Meta, which owns Facebook, Instagram, and WhatsApp, says it will remove US news content from its platforms – and specifically Facebook – if a new law is passed.
The new legislation is known as the Journalism Competition and Preservation Act (JCPA) and was recently introduced in Congress by Minnesota Senator Amy Klobuchar
The law would give more power to publishers and broadcasters and would make it easier for them to collectively bargain with social media companies for a larger share of ad revenue.
The proposed legislation is part of a larger set of laws that are intended to deal with the dominance of Big Tech companies, which have become increasingly powerful.
Media companies argue that Meta generates huge profits from news articles on its platform, especially during the pandemic, which is a time when many smaller news companies struggled.
However, Meta objects to the new law, claiming that it actually provides more traffic to struggling news outlets. The company also argues that news publishers and other content creators benefit financially from putting their content on Facebook. Meta also argues that sharing news on Facebook only makes up a small fraction of its revenue.
Meta spokesperson Andy Stone said: “If Congress passes an ill-considered journalism bill as part of national security legislation, we will be forced to consider removing news from our platform altogether rather than submit to government-mandated negotiations that unfairly disregard any value we provide to news outlets through increased traffic and subscriptions.”

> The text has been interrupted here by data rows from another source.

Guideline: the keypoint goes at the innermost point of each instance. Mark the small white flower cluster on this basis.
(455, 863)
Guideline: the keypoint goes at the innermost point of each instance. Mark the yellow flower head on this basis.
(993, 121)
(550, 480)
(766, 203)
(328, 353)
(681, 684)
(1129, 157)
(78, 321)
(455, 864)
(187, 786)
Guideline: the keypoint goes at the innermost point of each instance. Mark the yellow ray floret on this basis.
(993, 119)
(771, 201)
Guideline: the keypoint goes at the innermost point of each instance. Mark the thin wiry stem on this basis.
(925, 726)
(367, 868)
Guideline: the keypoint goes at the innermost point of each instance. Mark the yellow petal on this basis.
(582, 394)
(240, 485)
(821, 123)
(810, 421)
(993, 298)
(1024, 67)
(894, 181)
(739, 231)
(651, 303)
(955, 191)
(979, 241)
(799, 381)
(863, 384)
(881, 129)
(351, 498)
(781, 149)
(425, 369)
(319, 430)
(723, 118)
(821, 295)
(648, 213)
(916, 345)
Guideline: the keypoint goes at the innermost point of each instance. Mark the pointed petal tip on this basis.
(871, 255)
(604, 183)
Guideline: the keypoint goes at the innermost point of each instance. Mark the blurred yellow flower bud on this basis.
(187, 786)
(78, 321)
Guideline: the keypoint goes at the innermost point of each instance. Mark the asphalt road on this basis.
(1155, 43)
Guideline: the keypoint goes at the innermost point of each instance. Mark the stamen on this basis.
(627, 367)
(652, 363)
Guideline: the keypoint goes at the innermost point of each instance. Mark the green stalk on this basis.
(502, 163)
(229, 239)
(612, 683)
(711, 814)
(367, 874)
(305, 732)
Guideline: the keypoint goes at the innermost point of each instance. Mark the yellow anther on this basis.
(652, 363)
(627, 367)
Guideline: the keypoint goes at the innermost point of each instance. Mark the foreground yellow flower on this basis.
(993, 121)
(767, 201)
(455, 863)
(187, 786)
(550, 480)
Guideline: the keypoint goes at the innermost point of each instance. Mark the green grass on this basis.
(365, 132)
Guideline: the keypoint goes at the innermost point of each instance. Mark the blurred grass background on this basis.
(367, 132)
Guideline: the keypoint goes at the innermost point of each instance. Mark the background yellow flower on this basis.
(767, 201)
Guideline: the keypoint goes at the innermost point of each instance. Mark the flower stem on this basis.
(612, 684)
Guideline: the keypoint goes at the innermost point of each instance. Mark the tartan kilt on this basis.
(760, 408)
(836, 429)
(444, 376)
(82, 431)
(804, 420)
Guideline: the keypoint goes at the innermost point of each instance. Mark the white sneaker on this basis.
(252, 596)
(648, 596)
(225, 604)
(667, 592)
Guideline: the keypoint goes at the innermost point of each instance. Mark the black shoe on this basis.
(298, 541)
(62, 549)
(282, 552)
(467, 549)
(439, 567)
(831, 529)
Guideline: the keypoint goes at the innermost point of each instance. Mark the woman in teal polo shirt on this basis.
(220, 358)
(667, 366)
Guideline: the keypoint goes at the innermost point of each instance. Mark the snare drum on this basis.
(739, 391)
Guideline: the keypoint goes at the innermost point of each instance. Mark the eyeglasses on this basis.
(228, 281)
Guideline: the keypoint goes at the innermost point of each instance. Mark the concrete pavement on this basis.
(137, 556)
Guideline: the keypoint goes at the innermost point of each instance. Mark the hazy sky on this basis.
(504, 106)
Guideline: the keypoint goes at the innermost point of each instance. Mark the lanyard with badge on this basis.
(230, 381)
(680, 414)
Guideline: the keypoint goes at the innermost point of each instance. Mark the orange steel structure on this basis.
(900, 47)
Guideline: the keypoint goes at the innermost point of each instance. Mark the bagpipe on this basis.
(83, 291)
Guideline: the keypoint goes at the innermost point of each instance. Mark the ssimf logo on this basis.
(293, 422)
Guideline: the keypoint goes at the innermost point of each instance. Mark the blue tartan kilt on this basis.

Last year, a similar law was passed in Australia which meant news on Facebook was suspended temporarily. The company quickly reversed the decision after facing criticism, and this resulted in a deal being made with the Australian government,
In a statement about Australia’s proposed law last year, a spokesperson for Meta said, “for Facebook, the business gain from the news is minimal. News makes up less than 4% of the content people see in their News Feed.”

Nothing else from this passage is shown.